North and South Korea have been technically at war since the end of their 1950-53 civil conflict, as the fighting ended with a mere truce, not a treaty. North Korea threatened nuclear strikes against the South and the United States last year after the United Nations tightened sanctions against it for conducting its third nuclear test.
Park said the two Koreas must put confrontation behind them and start the work of preparing for unification, and offered to help develop the North's economy, agriculture and social infrastructure.
"In order for these efforts for us to become one again to bear results at an early time, North Korea must go on the road to denuclearisation," Park said.
She also offered to help the North join the international financial system and proposed the establishment of liaison offices on both sides to promote exchanges.

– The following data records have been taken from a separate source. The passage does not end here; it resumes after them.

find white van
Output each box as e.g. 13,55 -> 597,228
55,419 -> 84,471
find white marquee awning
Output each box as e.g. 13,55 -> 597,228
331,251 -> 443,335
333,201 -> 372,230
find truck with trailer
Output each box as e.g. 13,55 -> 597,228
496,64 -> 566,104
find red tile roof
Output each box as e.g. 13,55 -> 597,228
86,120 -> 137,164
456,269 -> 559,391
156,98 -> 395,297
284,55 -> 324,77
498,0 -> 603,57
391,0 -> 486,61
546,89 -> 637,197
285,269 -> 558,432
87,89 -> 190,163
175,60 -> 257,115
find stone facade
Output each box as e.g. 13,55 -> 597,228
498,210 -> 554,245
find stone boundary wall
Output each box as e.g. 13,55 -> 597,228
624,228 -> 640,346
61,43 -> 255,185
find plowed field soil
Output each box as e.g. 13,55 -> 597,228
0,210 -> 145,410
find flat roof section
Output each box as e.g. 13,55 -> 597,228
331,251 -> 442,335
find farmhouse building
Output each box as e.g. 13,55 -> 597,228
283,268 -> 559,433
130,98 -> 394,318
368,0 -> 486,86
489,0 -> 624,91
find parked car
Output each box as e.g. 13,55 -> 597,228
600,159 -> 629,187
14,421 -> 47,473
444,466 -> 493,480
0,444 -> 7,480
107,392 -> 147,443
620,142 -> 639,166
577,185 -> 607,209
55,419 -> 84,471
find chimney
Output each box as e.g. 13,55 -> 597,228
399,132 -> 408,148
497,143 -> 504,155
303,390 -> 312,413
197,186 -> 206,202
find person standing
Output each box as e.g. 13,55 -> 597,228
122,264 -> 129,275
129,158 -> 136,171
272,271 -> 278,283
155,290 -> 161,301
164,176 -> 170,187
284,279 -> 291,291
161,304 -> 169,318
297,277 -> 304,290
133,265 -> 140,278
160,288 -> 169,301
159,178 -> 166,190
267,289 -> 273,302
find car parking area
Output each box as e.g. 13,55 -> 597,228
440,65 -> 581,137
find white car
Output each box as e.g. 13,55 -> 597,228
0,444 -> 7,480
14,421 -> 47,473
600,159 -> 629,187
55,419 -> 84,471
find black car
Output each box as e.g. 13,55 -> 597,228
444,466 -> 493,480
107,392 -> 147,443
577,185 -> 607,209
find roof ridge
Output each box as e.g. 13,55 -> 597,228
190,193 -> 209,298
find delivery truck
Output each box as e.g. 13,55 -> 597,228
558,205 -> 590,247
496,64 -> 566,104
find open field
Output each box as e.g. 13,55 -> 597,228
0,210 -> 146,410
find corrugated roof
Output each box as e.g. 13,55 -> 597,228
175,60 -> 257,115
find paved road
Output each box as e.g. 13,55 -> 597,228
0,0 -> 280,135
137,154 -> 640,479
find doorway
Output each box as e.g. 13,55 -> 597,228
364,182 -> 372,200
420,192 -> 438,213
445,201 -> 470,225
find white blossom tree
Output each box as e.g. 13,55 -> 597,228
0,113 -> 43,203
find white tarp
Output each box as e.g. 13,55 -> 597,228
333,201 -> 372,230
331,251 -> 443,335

Park's proposal continues a series of policy initiatives by Park and her predecessor offering huge economic incentives in return for the North giving up its nuclear ambitions.
Five countries including the South and the United States in 2005 also struck a deal with the North to provide economic aid in return for an agreement to end its nuclear arms programme, which Pyongyang has since torn up.
On Thursday, the North ridiculed Park in scathing commentary for her comments at a nuclear security summit earlier in the week in The Hague where she spoke about the risk of nuclear weapons proliferation posed by North Korea.
"Explicitly speaking about the nuclear issue, there may be the denuclearisation of the whole Korean peninsula but no unilateral denuclearisation by the north under any circumstances," it said. "She had better not even dream about it."
North Korea has accused the United States of maintaining nuclear weapons in South Korea and planning to invade the North, which Washington denies.
North Korea's economy is about a thirtieth of the size of industrial powerhouse South Korea and often has trouble feeding its people.
Its missile launches and nuclear tests since 2006 have led to U.N. Security Council resolutions that ban arms trade and cut it off international financial system.
In the latest rebuke of the North's arms provocation, the U.N. Security Council condemned its ballistic missile launch this week as a violation of resolutions and said it would hold discussions on a response.